Cursor responded to a prompt such as ‘make a reverse proxy in this folder. Make sure it has Docker file. Also, use gunicorn to handle the headers.’ I expected the simplicity I had seen through a Udemy course. What I got was not exactly that, of course, but it was flawed. Cursor placed header information in both the Docker file and the related gunicorn file, which caused errors at deployment.

Another Docker related example was this: I got errors in which a Docker file could not find a related file to import when I deployed it, even though it built fine from a terminal command. Cursor suggested a fix that involved searching several directories up, and performing a recursive search for the apparently absent file. Turns out the error was in my Deploy.yml. I had the docker build command ending in ‘.’ as opposed to the intended ‘..’ -making this a remarkably simple error to identify and fix.
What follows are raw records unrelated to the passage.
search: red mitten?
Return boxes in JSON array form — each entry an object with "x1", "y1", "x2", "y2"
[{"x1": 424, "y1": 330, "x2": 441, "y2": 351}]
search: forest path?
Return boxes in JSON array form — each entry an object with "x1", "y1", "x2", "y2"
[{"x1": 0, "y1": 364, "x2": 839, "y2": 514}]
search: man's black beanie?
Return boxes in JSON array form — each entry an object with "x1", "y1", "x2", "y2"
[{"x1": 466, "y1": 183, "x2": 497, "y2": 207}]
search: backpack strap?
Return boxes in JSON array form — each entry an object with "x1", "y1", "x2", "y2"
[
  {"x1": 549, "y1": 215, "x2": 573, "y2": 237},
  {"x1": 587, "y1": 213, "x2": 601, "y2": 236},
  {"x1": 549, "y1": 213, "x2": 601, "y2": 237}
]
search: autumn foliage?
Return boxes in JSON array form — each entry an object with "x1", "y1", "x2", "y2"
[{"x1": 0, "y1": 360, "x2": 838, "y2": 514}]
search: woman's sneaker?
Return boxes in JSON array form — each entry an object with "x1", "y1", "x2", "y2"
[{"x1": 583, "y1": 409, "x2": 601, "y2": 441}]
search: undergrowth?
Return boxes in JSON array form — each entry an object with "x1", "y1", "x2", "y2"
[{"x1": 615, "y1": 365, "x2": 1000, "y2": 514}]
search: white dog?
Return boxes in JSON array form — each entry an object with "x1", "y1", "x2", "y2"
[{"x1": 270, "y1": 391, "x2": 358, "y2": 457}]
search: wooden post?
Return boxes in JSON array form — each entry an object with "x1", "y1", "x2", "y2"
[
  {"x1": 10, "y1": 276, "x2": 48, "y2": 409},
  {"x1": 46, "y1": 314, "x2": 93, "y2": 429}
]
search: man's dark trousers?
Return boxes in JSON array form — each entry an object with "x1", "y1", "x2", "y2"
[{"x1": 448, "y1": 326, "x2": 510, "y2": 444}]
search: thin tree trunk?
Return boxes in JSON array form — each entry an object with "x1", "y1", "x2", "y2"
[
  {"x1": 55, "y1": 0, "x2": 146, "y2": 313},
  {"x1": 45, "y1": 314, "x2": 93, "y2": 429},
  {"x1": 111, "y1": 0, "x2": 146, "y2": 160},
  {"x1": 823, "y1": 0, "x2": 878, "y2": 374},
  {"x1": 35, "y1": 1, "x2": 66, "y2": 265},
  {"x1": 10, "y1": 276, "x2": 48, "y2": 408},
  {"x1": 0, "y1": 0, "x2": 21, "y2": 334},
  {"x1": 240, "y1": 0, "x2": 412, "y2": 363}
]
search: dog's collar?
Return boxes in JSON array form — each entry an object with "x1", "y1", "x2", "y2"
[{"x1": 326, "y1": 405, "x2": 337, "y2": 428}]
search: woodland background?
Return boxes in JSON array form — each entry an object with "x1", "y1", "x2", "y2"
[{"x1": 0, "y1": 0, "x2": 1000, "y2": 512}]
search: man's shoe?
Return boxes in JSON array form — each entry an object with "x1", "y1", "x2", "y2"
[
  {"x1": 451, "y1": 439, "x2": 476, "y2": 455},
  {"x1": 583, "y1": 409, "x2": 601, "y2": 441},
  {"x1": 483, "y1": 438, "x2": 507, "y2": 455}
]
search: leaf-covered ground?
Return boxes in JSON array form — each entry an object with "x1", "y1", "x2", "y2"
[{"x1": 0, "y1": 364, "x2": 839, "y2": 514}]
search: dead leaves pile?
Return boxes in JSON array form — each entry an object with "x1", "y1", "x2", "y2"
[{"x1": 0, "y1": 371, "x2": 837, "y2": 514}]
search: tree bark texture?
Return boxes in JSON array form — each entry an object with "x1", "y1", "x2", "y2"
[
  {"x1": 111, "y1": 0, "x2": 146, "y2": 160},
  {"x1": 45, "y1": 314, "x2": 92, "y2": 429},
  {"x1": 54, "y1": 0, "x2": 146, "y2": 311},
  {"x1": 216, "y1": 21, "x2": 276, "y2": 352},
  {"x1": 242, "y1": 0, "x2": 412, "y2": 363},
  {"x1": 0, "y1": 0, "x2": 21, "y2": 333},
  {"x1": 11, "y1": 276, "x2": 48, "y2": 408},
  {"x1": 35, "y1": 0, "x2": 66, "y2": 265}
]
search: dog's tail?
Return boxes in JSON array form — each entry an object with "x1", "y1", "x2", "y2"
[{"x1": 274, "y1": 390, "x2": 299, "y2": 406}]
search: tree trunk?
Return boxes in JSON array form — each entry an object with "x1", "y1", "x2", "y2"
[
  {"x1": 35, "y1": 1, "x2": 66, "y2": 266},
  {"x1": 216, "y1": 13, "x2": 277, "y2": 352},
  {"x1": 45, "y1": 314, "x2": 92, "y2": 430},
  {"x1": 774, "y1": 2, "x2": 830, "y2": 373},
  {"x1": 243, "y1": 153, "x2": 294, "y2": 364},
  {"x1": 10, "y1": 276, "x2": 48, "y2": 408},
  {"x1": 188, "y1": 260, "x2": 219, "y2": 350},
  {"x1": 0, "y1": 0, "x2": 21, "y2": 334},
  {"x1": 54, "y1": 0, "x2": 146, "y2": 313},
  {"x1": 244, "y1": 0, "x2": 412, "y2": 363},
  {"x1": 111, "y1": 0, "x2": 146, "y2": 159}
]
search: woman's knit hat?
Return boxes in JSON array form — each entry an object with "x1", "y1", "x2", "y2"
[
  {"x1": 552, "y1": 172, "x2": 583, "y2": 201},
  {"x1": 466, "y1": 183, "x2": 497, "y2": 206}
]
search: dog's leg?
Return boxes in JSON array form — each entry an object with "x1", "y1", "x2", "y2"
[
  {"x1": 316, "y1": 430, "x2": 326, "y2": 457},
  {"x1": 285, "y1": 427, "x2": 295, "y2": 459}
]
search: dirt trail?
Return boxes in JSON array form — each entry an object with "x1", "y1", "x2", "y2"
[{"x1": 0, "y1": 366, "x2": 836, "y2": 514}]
These are only two examples in which Cursor built a Rube Goldberg machine to solve an issue, when best practices call for Occam’s Razor. With these occasional Rube Goldberg solutions, Cursor proved as error-prone as any human. A change in one file to fix one problem caused a break in functionality in another file, causing another problem. I learned to ask Cursor to double-check, sometimes with colorful language.
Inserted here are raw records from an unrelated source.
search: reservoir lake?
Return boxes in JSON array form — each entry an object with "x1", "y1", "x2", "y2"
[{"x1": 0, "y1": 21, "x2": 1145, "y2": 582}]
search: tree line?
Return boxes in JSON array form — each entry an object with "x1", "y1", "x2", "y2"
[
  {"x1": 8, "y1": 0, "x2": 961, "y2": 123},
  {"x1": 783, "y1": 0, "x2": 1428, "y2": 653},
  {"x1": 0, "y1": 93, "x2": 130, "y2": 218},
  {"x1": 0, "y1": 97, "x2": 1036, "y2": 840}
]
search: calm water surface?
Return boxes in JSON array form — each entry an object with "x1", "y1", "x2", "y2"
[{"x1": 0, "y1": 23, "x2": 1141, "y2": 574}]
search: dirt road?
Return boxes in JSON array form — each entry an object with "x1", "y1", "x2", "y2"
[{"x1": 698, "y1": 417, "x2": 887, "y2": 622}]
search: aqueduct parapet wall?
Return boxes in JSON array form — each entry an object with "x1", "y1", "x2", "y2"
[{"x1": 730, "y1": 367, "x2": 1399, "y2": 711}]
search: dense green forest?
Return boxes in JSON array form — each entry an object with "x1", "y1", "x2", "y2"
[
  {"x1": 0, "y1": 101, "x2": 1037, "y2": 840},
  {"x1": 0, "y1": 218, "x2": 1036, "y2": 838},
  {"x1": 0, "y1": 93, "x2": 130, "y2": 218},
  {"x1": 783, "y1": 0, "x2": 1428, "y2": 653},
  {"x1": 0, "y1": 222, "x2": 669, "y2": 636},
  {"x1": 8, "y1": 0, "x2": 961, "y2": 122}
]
Cursor proved incredibly time-saving when it came to IAM permissions. It was great at analyzing them and refactoring them as needed. But I did notice a flaw: it didn’t seem to follow least privilege consistently. Frequently, the first suggestion for permissions invoked the dreaded asterisks on resources. Furthermore, it was seldom accurate in predicting all the permissions that would be needed to deploy a resource. Even prompts like “Make sure the resource has read permissions, to the s3 bucket. Apply write permissions to only keys that begin with ‘write-directory'” would miss critical permissions.

Closing thoughts

Did AI make me 10x faster at making this project? At the time of this writing, I’ve put in about 16 hours of work into it, and I estimate it is about 60% complete. It did make things faster, but not to such an astronomical degree. If you’d like me to set up a GeoCities site, with some raw JavaScript, that can be finished before my Napster finishes a download, though.
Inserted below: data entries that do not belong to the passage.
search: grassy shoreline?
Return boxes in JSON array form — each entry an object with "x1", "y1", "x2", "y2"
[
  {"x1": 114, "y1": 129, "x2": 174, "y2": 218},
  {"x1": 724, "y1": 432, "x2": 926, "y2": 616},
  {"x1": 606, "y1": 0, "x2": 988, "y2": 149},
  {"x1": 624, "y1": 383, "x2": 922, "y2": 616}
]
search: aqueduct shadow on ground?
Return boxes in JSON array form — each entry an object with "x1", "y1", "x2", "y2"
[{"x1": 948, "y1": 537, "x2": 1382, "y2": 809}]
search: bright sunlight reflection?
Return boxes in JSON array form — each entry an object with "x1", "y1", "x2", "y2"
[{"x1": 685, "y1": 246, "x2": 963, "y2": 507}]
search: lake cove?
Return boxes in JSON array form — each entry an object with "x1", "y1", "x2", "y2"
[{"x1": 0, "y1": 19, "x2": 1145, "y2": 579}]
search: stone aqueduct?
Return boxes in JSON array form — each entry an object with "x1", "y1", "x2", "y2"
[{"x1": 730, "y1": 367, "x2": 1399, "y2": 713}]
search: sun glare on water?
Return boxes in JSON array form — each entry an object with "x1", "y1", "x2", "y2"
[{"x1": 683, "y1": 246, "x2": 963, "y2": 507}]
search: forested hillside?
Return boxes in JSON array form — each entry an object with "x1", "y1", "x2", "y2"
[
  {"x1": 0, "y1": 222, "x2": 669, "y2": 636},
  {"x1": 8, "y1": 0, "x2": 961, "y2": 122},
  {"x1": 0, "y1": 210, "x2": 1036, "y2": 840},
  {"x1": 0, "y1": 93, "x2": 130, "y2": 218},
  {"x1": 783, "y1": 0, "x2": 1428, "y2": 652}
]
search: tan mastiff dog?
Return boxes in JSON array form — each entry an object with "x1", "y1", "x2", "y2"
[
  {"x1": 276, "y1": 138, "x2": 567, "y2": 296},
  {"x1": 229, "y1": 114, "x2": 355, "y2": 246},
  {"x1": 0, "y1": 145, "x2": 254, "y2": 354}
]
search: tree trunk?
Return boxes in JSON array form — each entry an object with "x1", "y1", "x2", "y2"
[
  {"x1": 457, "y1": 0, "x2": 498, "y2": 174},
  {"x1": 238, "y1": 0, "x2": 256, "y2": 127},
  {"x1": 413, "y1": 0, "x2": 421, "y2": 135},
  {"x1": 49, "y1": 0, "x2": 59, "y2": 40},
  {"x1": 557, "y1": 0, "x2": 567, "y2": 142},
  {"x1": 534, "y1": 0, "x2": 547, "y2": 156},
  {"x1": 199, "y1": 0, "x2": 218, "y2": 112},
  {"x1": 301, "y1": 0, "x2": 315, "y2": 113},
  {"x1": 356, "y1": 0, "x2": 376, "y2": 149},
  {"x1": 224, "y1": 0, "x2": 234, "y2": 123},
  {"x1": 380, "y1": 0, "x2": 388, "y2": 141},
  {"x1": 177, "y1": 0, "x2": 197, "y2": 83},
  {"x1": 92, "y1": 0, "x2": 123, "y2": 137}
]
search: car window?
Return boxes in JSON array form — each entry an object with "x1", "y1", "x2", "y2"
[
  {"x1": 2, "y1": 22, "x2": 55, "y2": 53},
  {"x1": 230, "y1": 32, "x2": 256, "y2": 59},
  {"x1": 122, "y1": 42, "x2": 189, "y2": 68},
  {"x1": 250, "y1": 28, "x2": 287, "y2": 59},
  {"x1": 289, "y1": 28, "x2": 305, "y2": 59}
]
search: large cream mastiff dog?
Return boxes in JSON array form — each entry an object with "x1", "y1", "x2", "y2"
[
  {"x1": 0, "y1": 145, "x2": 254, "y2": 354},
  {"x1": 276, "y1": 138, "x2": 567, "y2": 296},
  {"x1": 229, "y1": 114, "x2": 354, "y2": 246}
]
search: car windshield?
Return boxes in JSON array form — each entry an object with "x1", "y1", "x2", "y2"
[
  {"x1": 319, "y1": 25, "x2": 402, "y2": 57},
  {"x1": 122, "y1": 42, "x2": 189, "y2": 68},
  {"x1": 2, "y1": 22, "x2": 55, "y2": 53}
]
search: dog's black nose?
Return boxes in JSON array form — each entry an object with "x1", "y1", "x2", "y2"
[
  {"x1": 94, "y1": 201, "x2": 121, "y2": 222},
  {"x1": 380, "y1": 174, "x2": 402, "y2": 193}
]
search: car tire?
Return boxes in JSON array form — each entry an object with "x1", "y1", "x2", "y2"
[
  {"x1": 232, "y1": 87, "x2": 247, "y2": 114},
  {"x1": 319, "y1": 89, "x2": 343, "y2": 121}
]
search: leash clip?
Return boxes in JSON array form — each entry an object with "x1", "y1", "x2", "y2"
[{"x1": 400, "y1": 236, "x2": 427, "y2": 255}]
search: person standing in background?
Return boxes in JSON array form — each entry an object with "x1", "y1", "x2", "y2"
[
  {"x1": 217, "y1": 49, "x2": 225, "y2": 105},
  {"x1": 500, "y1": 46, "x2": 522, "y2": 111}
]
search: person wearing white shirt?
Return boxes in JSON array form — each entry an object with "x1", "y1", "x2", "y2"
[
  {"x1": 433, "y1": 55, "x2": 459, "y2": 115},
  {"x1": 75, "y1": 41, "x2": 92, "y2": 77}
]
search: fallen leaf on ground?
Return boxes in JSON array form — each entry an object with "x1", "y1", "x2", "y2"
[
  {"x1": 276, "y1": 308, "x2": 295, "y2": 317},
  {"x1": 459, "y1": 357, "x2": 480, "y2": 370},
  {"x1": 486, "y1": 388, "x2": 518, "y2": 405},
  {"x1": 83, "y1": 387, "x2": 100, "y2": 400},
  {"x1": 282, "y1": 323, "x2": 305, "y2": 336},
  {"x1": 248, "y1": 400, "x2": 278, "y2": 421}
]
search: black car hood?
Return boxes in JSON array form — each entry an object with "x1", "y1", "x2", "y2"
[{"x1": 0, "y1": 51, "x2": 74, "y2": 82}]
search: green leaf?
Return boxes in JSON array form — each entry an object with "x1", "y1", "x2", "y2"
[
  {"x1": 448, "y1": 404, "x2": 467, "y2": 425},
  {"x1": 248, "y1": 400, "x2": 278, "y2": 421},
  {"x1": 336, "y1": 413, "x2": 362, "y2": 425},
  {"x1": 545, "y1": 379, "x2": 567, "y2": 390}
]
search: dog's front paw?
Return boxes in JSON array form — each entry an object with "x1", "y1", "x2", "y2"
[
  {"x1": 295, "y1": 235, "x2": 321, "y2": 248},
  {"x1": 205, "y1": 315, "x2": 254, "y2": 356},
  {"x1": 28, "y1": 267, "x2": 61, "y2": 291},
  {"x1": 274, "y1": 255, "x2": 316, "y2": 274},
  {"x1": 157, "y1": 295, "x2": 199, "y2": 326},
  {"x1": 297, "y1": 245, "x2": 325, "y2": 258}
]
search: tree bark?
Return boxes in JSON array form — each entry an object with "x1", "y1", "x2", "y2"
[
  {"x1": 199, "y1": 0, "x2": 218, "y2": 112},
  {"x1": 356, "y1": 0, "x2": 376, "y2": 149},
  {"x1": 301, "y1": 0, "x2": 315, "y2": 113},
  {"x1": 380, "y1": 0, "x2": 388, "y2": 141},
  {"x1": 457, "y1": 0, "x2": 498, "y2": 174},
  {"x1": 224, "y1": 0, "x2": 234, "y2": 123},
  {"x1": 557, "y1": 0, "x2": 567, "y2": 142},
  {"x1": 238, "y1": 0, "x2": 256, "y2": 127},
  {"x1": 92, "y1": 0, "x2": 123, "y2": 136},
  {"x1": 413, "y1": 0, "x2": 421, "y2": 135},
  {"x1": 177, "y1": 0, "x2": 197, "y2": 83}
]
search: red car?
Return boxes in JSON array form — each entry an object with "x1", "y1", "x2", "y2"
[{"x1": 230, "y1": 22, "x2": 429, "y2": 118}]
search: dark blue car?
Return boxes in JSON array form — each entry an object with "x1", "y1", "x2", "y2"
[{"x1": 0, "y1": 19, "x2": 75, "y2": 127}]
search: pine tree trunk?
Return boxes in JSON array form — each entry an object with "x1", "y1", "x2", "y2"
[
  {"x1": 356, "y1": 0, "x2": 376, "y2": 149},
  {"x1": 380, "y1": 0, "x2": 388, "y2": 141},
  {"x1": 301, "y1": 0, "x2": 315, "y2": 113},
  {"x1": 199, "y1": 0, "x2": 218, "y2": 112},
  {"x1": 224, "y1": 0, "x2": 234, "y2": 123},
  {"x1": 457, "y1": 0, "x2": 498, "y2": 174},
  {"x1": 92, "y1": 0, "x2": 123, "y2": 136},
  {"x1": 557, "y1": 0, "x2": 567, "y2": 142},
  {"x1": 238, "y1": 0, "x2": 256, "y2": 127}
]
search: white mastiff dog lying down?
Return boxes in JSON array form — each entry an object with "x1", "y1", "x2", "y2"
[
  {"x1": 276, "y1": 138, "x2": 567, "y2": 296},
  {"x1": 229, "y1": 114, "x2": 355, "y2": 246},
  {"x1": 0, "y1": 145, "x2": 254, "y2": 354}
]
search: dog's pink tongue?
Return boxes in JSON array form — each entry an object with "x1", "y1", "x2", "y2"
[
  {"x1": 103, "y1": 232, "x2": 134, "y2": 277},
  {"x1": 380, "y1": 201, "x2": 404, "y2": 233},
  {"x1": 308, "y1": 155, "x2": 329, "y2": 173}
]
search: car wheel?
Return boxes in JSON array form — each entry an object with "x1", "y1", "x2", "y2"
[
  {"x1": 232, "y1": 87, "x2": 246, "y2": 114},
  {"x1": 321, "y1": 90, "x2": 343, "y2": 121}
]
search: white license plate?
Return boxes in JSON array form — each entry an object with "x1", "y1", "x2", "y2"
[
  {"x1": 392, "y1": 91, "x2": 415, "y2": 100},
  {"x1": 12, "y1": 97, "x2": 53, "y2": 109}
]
Will AI turn a technical person into a non-technical person? Qualified, yes, if that non-technical person wants to use AI as a teaching aide, rather than a skill replacement. If you are non-technical person, ready to deploy a cool app to AWS cloud, consider this: when I first learned cloud development, I somehow made a git commit that publicly exposed (non-root) AWS access credentials. Next, I got a surprise $635 dollar bill. Amazon had disabled the compromised IAM user. They forgave the bill, but I still went region by region, resource by resource, to ensure nothing was left running. This is one of hundreds of ways things can go wrong if you don’t know what to ask for.

This leads to another point. AI can give you ideas, recommendations, explanation of trade offs, but it cannot make decisions for you. I chose to deploy this project with Fargate because it was simple (see above, KISS method), but that decision was pretty unconstrained. I’m not considering pre-existing infrastructure, as one would in a professional environment. I am barely considering the cost too. I would under no circumstances trust an AI to tell me “how much will running this project cost?” or “will Fargate be costlier than EKS?” because it likely will hallucinate the math. It would flatter me with “great question!” while doing so.

There is one final thought though. Even though AI did not make this project exponentially faster to deploy, it did make it overall easier. As I debugged and re-deployed, it was nice to have an integrated terminal to ask questions, rather than have four browser tabs open between official documentation, stack overflow, a repo of sample code etc. If I updated or introduced a variable name, I did not have to scour my code for every single reference either. I also grew in skill as I asked it questions about why it structured code a certain way. It answered questions when I didn’t understand a particular error in deployment, a cloud watch log, or even locally.

The explanations have always been fruitful, even if I make mental notes to double check for accuracy.

Thanks for reading, and remember, this is only one developer’s experience!